Analyze Trufflehog findings! (feat. Elasticsearch & Grafana)

Dec 2, 2024

Why?

Have you ever wondered how many secrets you store in files in plain text? Malicious software that would scan your system could get to them and send them to some bad guys. Trufflehog can help you find those secrets.

TLDR; Trufflehog is a secret scanner.

What?

Trufflehog displays found secrets in the following format by default:

Some GCP credentials leaked in saved Terraform state file

Perhaps that is sufficient if you have a small number of findings. However, if you have over 100 findings, it would be beneficial to visualize, filter, and search through those findings, as demonstrated in the following Grafana dashboard:

If you want to learn how to achieve this, continue the reading.

💡

First, a little disclaimer about verified vs. unverified results: Trufflehog can check for you if credentials are valid, i.e., call AWS and check if access keys are active.

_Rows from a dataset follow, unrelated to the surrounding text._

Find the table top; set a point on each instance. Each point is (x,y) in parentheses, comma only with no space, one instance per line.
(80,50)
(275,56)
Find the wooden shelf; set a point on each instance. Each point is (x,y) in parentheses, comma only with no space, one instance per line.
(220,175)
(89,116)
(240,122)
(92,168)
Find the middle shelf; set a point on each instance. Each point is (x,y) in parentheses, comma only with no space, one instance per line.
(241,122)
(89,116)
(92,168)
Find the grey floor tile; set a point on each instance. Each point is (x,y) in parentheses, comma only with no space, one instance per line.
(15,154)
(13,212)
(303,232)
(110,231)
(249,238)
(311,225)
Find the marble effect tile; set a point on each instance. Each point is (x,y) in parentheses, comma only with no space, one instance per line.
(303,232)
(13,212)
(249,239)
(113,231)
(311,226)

More info: https://trufflesecurity.com/blog/how-trufflehog-verifies-secrets

How?

Process

The process looks like this:

Run TruffleHog scan with output JSON format and log output into the file
Read the file with Vector and forward JSON documents to Elasticsearch
Setup Grafana to use Elasticsearch as a data source
Create Grafana dashboards

TruffleHog JSON output

You can select JSON output with --json flag. It will produce results in the following format:

{
    "SourceMetadata": {
        "Data": {
            "Filesystem": {
                "file": "<REDACTED>",
                "line": 1
            }
        }
    },
    "SourceID": 1,
    "SourceType": 15,
    "SourceName": "trufflehog - filesystem",
    "DetectorType": 8,
    "DetectorName": "Github",
    "DetectorDescription": "GitHub is a web-based platform used for version control and collaborative software development. GitHub tokens can be used to access and modify repositories and other resources.",
    "DecoderName": "PLAIN",
    "Verified": false,
    "Raw": "<REDACTED>",
    "RawV2": "",
    "Redacted": "",
    "ExtraData": {
        "rotation_guide": "https://howtorotate.com/docs/tutorials/github/",
        "version": "1"
    },
    "StructuredData": null
}

Run TruffleHog

To run TruffleHog scan for a directory:

trufflehog filesystem {{ .DIRECTORY }} --json \
--force-skip-binaries \
--force-skip-archives \
--concurrency=1 |\
tee -a /trufflehog/$(date +%Y-%m-%d-%H-%M-%S).json

Scan directory with Trufflehog, print output in JSON format and store in /trufflehog directory

⚠️

This command can run for a while, for large directories even for hours, but don't worry. tee will append new output to the file and Vector will proces it progressively.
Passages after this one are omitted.